Time for another rant!
So I am writing a persuasive essay at school in English and I basically chose the subject of why the school system us messed up/ exams should be banned. I have my own reasons for wanting change in the system but as far as I can see it would produce economic benefits too. (If there is anything that is wrong here please pick me up on it!)
While researching the essay I stumbled upon something Obama had said about basing the US's education system off the ones currently in place in South Korea and Hong Kong. It would seem logical, certainly. They produce some of the best students in the world and rank among the top grades-wise.
So why is it a bad idea? Well to start with I have found that suicide and depression rates in South Korea are the highest in the developed world and it would also seem that success and achievement come hand in hand with serious mental health issues including suicide. Pupils may work from 6 in the morning to midnight. School then study then school again. It leaves no space for free time but often pupils see this as the only way to get a job or make and impact on the world. What South Korea produces is a brilliant resource of test-takers and knowledgeable people.
But in the 21st century we are not looking for people who can pass GCSE or Standard Grade maths with flying colours in half the allotted time.
What we need are creative thinkers.
And Finland have just the system that creates these kind of people.
For starters children start school ages 7- a whole year at least after British kids start.
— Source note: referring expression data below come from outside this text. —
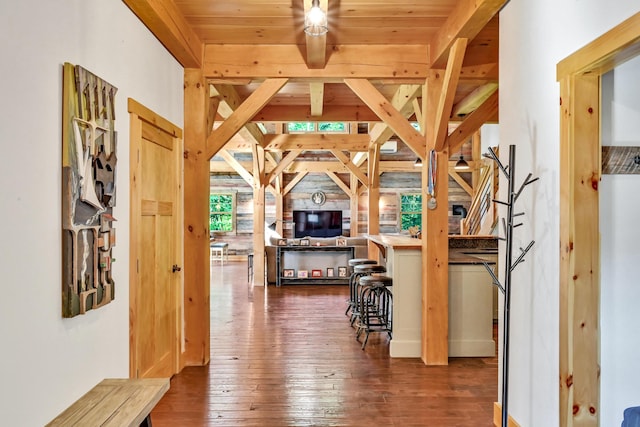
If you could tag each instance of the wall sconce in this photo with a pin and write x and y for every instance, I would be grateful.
(315, 21)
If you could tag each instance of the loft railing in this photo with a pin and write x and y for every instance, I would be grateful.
(482, 215)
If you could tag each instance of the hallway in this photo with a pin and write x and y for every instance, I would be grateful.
(288, 357)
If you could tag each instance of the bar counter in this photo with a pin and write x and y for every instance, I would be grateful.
(470, 293)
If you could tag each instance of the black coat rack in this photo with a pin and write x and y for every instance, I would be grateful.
(508, 224)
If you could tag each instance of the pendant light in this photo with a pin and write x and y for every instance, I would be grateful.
(315, 21)
(461, 164)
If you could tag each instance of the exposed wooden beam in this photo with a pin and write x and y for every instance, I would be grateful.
(484, 73)
(472, 101)
(344, 187)
(330, 113)
(311, 166)
(473, 122)
(324, 166)
(214, 103)
(294, 182)
(403, 101)
(447, 85)
(258, 99)
(316, 45)
(317, 141)
(277, 61)
(391, 116)
(453, 173)
(466, 21)
(284, 163)
(164, 20)
(229, 102)
(237, 167)
(316, 92)
(353, 168)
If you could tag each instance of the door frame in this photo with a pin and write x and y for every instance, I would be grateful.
(139, 113)
(580, 170)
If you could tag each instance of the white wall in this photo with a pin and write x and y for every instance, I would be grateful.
(46, 362)
(619, 205)
(534, 37)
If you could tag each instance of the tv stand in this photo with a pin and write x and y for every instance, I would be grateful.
(309, 258)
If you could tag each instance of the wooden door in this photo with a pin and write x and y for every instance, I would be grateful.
(156, 242)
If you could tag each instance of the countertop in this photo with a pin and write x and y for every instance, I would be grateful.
(461, 249)
(395, 241)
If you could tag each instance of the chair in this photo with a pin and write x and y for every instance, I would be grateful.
(219, 250)
(376, 307)
(352, 263)
(358, 272)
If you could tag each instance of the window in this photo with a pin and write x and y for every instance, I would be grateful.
(321, 127)
(222, 210)
(410, 210)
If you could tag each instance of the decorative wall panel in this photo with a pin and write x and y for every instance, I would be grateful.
(88, 191)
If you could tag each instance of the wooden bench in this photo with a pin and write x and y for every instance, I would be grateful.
(115, 402)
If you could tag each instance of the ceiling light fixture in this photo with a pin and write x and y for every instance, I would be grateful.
(315, 21)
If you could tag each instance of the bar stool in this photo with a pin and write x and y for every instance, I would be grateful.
(360, 271)
(376, 306)
(352, 263)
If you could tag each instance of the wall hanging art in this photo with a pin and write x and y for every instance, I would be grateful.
(88, 190)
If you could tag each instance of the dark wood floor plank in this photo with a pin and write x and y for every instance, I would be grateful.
(288, 357)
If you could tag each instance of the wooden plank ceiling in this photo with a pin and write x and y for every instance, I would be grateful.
(240, 43)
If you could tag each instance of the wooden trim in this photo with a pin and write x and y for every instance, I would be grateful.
(497, 416)
(580, 251)
(579, 76)
(613, 48)
(135, 194)
(580, 149)
(138, 124)
(149, 116)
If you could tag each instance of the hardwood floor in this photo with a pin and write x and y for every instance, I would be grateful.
(288, 357)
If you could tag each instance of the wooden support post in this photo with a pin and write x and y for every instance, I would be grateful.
(374, 198)
(476, 159)
(354, 197)
(258, 215)
(435, 266)
(196, 220)
(435, 242)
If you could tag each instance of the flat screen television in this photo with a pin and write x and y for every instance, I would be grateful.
(317, 223)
School times are also flexible, though generally in their Senior Secondaries. Break times are longer than in the UK and the atmosphere is relaxed. A sharp contrast to South Korea's high pressure days that last often longer than I am awake for.
And what about the classroom itself? They are pupil centred with the teachers doing as little talking as possible. In the US teacher 'talk-time' can be around 80% of the lesson whereas in Finland it is around 40% per lesson. Finnish schools help children to discuss, discover and develop their ideas. So why can't we?
I am yet to understand why my own government is currently putting in a system whereby pupils of 14 are undertaking exams of the kind I did not sit until I was 16. The stress and pressure load is increasing and yet the teachers of my school assure me that it is a better, more effective way of learning when I challenge them on it. I have been told that we are working towards as system based off Finland's but that is not what I see at all. Learning is still a case of dictation and memorisation not discussion and free flowing relaxed learning.
Why does my government insist that by rote learning is the best when we have evidence that it fails to produce happy and creative individuals? Why do my teachers tell me that exams are going to be the spine of my life when my passions are what drive me? And why is no one doing anything about it when it is possibly the biggest problem that our future economy and generations face?
I do not know the answers to these questions, but I plan on doing something about it. I recently got involved with a project that focuses on the young people who will be voting in the upcoming Scottish referendum and so I have a voice. And I plan to use it.